Myer shares jumped more than 14 per cent, hitting a nine-month high, while Nick Scali surged 16.6 per cent.

Oscar Oberg, the lead portfolio manager for small to mid-cap specialist WAM Capital, was a backer of both stocks, sensing the market had talked itself down.

“Clearly, the evidence through December and January was that things probably weren’t as bad as it appeared,” Oberg said.

“A lot of retailers were comparing the previous year’s numbers, which were negative. The market always buys retail when there’s positive, comparable sales numbers. So, I think it’s just a simple case of things aren’t as bad as probably what perceptions were out there from a year ago”.
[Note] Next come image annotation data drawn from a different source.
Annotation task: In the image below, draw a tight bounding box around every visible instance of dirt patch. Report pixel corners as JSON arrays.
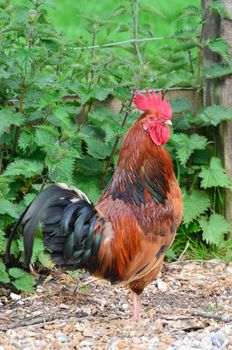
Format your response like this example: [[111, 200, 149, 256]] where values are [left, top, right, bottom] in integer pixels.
[[0, 260, 232, 350]]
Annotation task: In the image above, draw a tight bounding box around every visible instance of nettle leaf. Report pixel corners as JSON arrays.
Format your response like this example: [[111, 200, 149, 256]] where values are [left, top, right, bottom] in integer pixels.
[[0, 261, 10, 283], [169, 98, 191, 113], [86, 138, 111, 159], [199, 213, 231, 247], [35, 128, 56, 149], [199, 157, 232, 189], [38, 252, 55, 269], [140, 4, 165, 18], [0, 108, 25, 136], [18, 129, 37, 153], [4, 159, 43, 178], [0, 198, 19, 218], [165, 70, 193, 88], [196, 106, 232, 126], [90, 86, 113, 101], [183, 191, 210, 224], [8, 267, 26, 278], [172, 134, 207, 165], [46, 157, 75, 182], [210, 0, 232, 19]]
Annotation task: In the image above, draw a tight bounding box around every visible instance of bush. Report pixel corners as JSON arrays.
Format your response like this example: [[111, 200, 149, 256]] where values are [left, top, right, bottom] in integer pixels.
[[0, 0, 232, 290]]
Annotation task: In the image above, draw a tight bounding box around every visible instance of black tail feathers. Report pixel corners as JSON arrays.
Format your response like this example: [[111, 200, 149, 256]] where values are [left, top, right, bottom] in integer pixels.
[[6, 184, 101, 268]]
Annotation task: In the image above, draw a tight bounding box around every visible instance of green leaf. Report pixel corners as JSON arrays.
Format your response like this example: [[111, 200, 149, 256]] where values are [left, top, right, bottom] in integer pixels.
[[0, 198, 20, 218], [8, 267, 26, 278], [18, 129, 37, 153], [4, 159, 43, 178], [169, 98, 191, 113], [35, 128, 56, 149], [140, 4, 165, 18], [172, 134, 207, 165], [38, 252, 55, 269], [0, 261, 10, 283], [165, 70, 193, 88], [199, 157, 232, 188], [199, 213, 231, 247], [210, 0, 232, 20], [0, 108, 25, 136], [183, 191, 210, 224], [46, 158, 75, 182], [13, 273, 35, 292], [86, 138, 111, 159], [196, 106, 232, 126]]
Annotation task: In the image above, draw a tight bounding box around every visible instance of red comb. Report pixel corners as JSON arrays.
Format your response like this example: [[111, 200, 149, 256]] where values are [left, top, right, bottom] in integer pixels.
[[133, 90, 172, 119]]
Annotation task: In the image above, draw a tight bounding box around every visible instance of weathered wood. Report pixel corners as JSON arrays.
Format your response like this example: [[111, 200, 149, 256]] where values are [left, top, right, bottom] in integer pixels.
[[202, 0, 232, 233], [63, 88, 202, 114]]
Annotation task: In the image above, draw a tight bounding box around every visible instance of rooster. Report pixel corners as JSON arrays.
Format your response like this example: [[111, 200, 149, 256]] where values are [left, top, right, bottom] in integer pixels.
[[6, 91, 182, 320]]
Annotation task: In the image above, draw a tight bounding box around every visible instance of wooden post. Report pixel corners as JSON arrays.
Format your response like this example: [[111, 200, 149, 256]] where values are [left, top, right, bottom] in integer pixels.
[[202, 0, 232, 233]]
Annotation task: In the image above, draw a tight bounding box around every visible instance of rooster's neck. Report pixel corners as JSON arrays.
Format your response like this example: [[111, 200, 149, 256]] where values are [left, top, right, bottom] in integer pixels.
[[106, 123, 173, 206]]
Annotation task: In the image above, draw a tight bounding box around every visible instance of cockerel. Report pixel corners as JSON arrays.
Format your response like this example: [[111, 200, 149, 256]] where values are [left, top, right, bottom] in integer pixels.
[[6, 91, 182, 320]]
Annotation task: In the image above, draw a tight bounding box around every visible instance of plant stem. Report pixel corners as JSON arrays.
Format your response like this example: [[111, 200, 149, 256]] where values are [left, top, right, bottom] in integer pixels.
[[197, 9, 207, 83], [99, 90, 134, 190], [188, 49, 194, 74], [11, 82, 26, 157], [130, 0, 143, 65]]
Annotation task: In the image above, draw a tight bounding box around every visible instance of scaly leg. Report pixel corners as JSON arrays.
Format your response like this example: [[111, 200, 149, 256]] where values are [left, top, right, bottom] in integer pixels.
[[132, 291, 141, 321]]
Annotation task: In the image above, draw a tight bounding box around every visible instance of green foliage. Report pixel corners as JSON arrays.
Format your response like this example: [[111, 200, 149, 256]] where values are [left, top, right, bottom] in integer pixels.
[[199, 157, 232, 189], [172, 134, 207, 165], [199, 213, 230, 247], [183, 190, 210, 224], [0, 0, 232, 291]]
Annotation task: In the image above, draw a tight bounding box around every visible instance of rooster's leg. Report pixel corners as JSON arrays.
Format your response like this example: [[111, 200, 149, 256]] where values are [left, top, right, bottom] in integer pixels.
[[132, 292, 141, 321]]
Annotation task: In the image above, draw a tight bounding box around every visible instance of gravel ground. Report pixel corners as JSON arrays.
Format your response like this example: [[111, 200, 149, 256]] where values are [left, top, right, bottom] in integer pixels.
[[0, 260, 232, 350]]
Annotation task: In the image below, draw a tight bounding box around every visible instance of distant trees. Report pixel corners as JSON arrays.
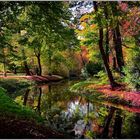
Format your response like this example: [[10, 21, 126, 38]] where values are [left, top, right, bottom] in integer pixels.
[[1, 2, 77, 75]]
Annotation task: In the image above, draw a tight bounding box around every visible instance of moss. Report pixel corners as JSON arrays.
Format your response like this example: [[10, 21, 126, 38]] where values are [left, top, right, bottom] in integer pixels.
[[0, 88, 43, 122]]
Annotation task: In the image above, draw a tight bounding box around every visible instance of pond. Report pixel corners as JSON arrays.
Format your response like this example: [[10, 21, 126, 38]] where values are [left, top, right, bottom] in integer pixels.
[[11, 81, 140, 138]]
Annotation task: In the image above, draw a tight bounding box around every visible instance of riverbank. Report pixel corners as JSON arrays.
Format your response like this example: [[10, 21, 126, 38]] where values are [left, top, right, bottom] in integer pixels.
[[0, 75, 63, 83], [88, 84, 140, 107], [0, 88, 69, 139]]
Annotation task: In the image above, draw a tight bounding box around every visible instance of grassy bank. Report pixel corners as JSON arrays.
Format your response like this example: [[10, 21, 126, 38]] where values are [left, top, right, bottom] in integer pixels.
[[0, 88, 43, 122], [0, 88, 66, 139]]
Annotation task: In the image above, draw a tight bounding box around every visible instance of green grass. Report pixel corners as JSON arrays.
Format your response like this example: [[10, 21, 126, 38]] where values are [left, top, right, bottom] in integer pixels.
[[0, 87, 43, 123]]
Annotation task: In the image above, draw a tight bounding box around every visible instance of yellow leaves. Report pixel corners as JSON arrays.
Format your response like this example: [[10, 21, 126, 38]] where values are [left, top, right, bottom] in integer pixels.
[[80, 14, 91, 22], [81, 22, 87, 29], [90, 24, 97, 30]]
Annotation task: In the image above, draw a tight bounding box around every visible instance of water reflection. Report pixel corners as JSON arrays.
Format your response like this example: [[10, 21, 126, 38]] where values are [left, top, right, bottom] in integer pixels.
[[15, 82, 140, 138]]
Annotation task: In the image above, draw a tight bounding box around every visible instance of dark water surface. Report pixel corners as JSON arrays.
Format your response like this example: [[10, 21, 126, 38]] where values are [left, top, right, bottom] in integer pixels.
[[12, 81, 140, 138]]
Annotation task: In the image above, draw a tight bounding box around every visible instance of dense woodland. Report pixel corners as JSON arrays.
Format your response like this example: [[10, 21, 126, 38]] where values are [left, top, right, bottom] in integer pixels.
[[0, 2, 140, 89], [0, 1, 140, 138]]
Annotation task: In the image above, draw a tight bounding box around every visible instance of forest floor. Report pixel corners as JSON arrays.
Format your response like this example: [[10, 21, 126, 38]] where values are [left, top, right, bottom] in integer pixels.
[[0, 88, 67, 139], [0, 117, 66, 139], [0, 75, 63, 83], [88, 85, 140, 107]]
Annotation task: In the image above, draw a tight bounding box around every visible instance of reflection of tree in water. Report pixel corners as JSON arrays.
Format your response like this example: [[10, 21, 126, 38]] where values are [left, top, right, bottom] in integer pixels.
[[18, 81, 140, 138], [122, 112, 140, 139], [23, 89, 30, 106], [37, 87, 42, 114]]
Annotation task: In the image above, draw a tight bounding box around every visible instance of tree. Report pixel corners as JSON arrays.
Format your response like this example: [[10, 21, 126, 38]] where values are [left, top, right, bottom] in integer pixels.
[[93, 2, 117, 88]]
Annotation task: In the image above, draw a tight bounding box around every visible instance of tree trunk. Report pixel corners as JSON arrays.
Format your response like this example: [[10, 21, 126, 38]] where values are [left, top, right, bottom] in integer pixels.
[[37, 87, 42, 114], [93, 2, 117, 88], [113, 110, 122, 139], [2, 49, 7, 77], [23, 89, 30, 106], [104, 2, 109, 63], [22, 48, 31, 75], [111, 2, 124, 74], [37, 55, 42, 76], [101, 107, 115, 138]]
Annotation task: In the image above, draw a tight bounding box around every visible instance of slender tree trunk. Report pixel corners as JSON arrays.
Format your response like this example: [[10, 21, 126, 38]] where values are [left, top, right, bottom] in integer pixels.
[[113, 110, 122, 139], [22, 48, 31, 75], [102, 107, 115, 138], [104, 2, 109, 63], [93, 2, 117, 88], [48, 46, 52, 75], [37, 87, 42, 114], [23, 89, 30, 106], [2, 48, 7, 77], [110, 2, 124, 74], [37, 55, 42, 76]]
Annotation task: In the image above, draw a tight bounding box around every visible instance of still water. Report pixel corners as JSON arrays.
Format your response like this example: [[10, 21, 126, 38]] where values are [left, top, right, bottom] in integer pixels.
[[12, 81, 140, 138]]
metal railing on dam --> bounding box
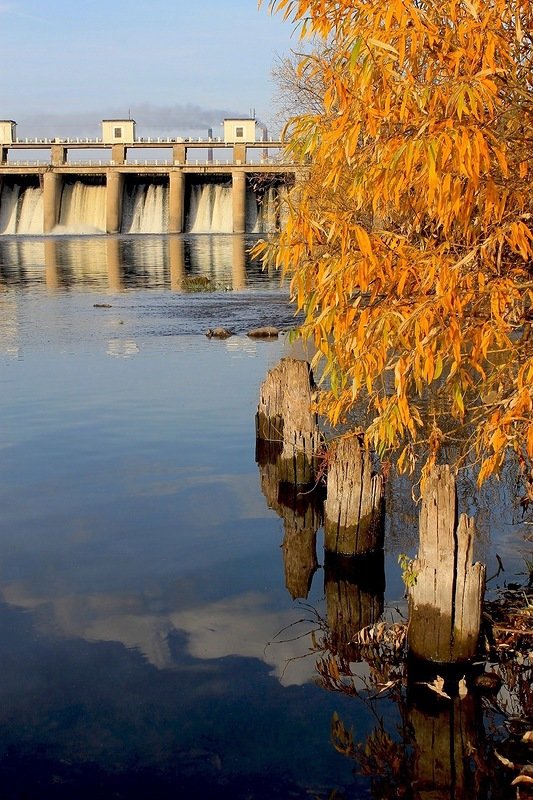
[0,140,305,233]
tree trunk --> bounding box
[324,436,383,556]
[256,358,321,486]
[324,550,385,662]
[408,466,485,664]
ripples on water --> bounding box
[0,236,516,800]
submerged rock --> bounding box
[205,328,234,339]
[246,325,280,339]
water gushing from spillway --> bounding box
[53,181,106,233]
[251,186,287,233]
[187,183,233,233]
[0,184,43,235]
[122,183,168,233]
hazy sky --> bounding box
[0,0,296,137]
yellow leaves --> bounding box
[262,0,533,480]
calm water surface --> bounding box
[0,236,523,799]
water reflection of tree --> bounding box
[257,412,533,800]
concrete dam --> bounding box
[0,120,298,236]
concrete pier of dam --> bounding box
[0,118,302,233]
[0,140,301,233]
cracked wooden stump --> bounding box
[408,466,485,664]
[256,358,321,486]
[324,436,383,556]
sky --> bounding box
[0,0,297,138]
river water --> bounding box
[0,236,524,800]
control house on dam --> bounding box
[0,118,301,235]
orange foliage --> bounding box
[259,0,533,482]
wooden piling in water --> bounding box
[408,465,485,664]
[324,436,383,556]
[256,440,322,600]
[256,358,321,486]
[324,550,385,662]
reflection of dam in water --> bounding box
[0,175,287,235]
[0,234,280,291]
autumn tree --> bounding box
[262,0,533,482]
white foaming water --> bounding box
[251,186,287,233]
[54,181,106,234]
[0,184,43,235]
[122,183,168,233]
[187,183,233,233]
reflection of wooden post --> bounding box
[168,236,185,292]
[324,550,385,661]
[256,358,320,485]
[44,239,59,289]
[106,236,124,292]
[409,695,486,800]
[231,233,246,289]
[408,466,485,663]
[324,436,383,556]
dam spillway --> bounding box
[0,171,291,236]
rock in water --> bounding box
[205,328,233,339]
[247,325,279,339]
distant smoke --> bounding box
[12,104,247,138]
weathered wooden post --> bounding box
[324,550,385,661]
[324,436,383,556]
[256,358,321,486]
[408,465,485,664]
[278,484,322,600]
[256,443,322,600]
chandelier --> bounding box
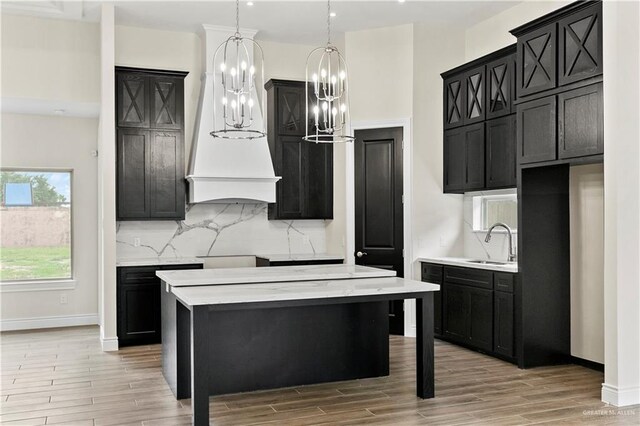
[211,0,266,139]
[303,0,355,143]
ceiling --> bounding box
[2,0,520,44]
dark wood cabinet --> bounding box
[421,263,443,337]
[421,262,517,362]
[116,264,202,346]
[485,114,516,189]
[149,76,184,130]
[116,72,149,128]
[516,23,556,98]
[464,65,486,124]
[558,83,604,159]
[486,54,516,120]
[444,75,466,129]
[443,282,493,351]
[464,123,485,191]
[443,127,466,193]
[558,2,602,85]
[516,96,557,164]
[442,45,516,193]
[444,123,485,193]
[116,128,151,220]
[149,130,185,219]
[493,291,515,357]
[511,1,604,166]
[265,80,333,220]
[467,288,493,351]
[116,67,187,220]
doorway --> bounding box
[354,127,404,335]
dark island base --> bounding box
[163,293,389,399]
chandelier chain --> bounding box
[236,0,240,35]
[327,0,331,45]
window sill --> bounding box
[472,229,518,235]
[0,279,76,293]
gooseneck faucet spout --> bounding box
[484,222,517,262]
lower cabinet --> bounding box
[493,291,515,358]
[116,264,202,346]
[443,284,493,351]
[421,262,517,361]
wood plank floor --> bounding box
[0,327,640,426]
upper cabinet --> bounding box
[442,45,516,193]
[511,1,604,166]
[511,1,602,98]
[486,54,516,120]
[558,3,602,86]
[116,68,187,220]
[516,24,556,98]
[265,80,333,219]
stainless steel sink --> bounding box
[468,260,515,265]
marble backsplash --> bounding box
[116,204,326,259]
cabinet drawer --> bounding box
[154,263,202,271]
[493,272,515,293]
[444,266,493,290]
[118,266,159,285]
[422,263,443,284]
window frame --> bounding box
[469,189,519,234]
[0,167,76,293]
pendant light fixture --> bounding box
[303,0,355,143]
[211,0,267,139]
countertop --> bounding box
[116,257,204,266]
[170,274,440,306]
[156,265,396,287]
[256,253,344,262]
[417,257,518,274]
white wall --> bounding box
[569,164,604,364]
[465,1,609,363]
[0,14,100,328]
[602,1,640,406]
[345,24,464,334]
[0,114,98,329]
[1,13,100,102]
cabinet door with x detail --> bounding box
[486,55,515,120]
[444,75,465,129]
[464,65,485,125]
[516,22,556,98]
[558,2,602,85]
[149,76,184,129]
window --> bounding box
[0,169,72,281]
[473,190,518,231]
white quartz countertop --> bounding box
[156,265,396,287]
[171,277,440,306]
[417,257,518,274]
[116,257,204,266]
[256,253,344,262]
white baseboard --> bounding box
[100,337,118,352]
[0,314,98,331]
[602,383,640,407]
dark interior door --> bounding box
[355,127,404,335]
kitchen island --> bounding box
[158,265,439,425]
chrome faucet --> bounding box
[484,222,517,262]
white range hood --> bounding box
[187,25,280,203]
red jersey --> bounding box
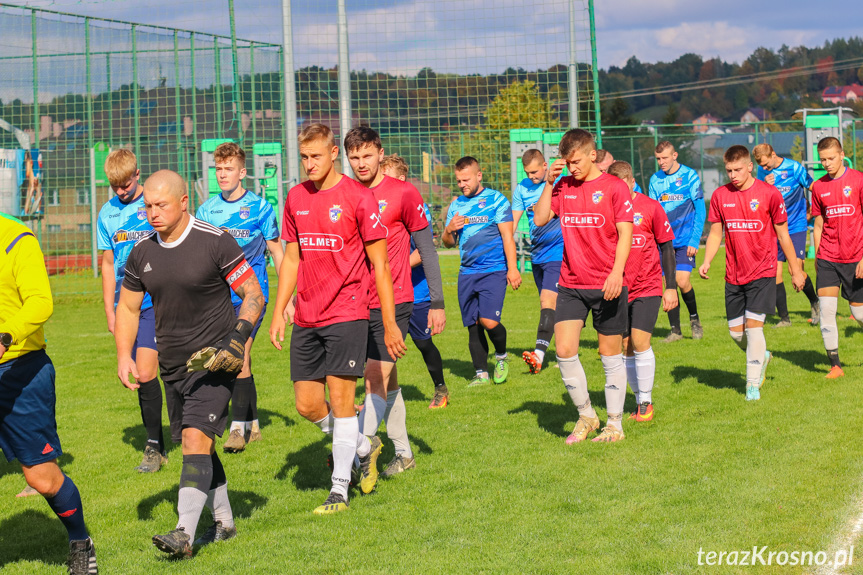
[707,180,788,285]
[812,168,863,264]
[282,176,387,327]
[551,174,632,289]
[624,194,674,301]
[369,176,429,308]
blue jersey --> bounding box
[757,158,812,234]
[411,204,431,303]
[512,178,563,264]
[195,190,279,306]
[648,165,707,248]
[446,188,512,274]
[96,194,153,311]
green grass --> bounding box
[0,256,863,574]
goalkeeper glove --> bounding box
[186,319,252,375]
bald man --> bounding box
[115,170,264,558]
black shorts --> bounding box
[165,371,237,441]
[815,259,863,303]
[626,295,662,336]
[554,286,628,335]
[291,319,369,381]
[366,302,414,363]
[725,277,776,321]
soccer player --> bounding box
[270,124,405,515]
[116,170,264,557]
[648,141,707,343]
[698,146,806,401]
[195,142,284,453]
[512,149,568,373]
[0,214,99,575]
[442,156,521,387]
[812,137,863,379]
[608,161,678,422]
[533,129,633,445]
[344,126,446,478]
[381,154,449,409]
[752,144,821,327]
[96,149,174,473]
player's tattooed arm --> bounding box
[234,274,264,325]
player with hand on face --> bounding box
[533,129,633,445]
[752,144,821,327]
[442,156,521,387]
[812,137,863,379]
[381,154,449,409]
[270,124,405,514]
[115,170,264,558]
[344,126,446,478]
[195,142,284,453]
[512,149,563,373]
[648,141,707,343]
[96,149,174,473]
[698,146,805,401]
[608,162,678,422]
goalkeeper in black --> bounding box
[115,170,264,557]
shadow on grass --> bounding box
[138,486,268,523]
[771,349,830,373]
[671,365,746,395]
[0,510,69,571]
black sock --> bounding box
[45,475,90,541]
[246,375,258,421]
[536,308,554,351]
[467,324,488,372]
[678,288,698,325]
[231,377,252,421]
[803,276,818,305]
[776,283,788,320]
[414,338,444,387]
[485,323,506,355]
[668,306,680,333]
[138,378,165,453]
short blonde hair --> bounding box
[752,144,775,162]
[105,148,138,187]
[381,154,408,178]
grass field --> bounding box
[0,254,863,574]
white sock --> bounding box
[557,354,596,417]
[635,347,656,403]
[360,393,387,437]
[746,327,767,385]
[600,353,626,429]
[623,355,638,401]
[315,411,334,435]
[331,415,360,501]
[384,388,414,458]
[818,296,839,351]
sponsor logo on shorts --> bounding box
[560,214,605,228]
[725,220,764,232]
[300,234,345,252]
[824,205,856,218]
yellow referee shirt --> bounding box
[0,212,54,363]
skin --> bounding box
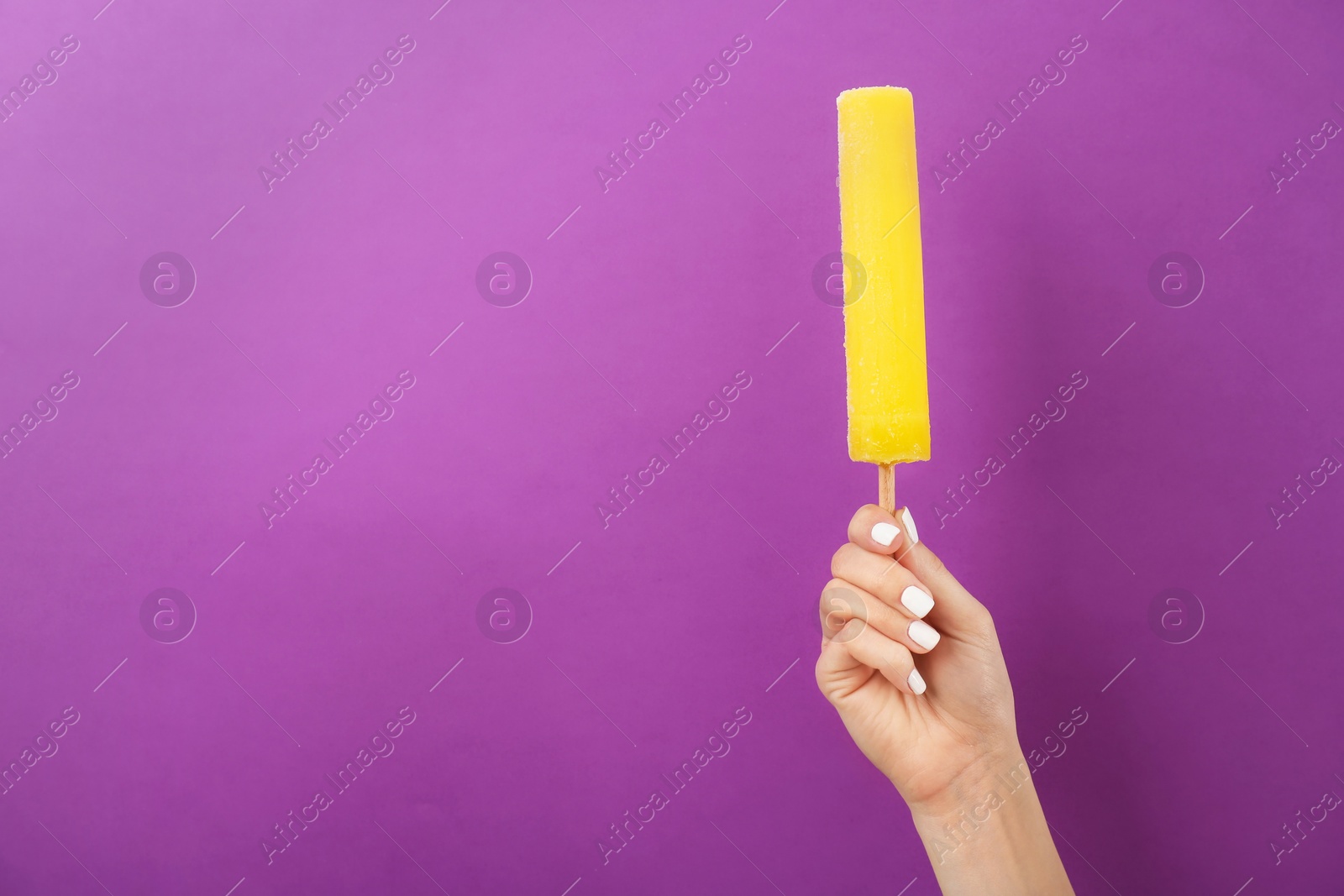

As the economy hits the low point, this also means there is upside to earnings when momentum picks up.

That Myer held its ground in the tough December half points to the challenge the retailer has in replacing outgoing chief executive John King, who is preparing to leave in coming months. King has worked the 7 million-plus members of the Myer One loyalty program to drive sales, particularly online. However, discounting has ultimately affected profit.

“To match our best first-half sales result on record, on a comparable sales basis, is an encouraging result given the current economic environment,” he said.

Myer is about to open its new massive distribution centre in Melbourne’s west, something that King is betting will help drive down costs.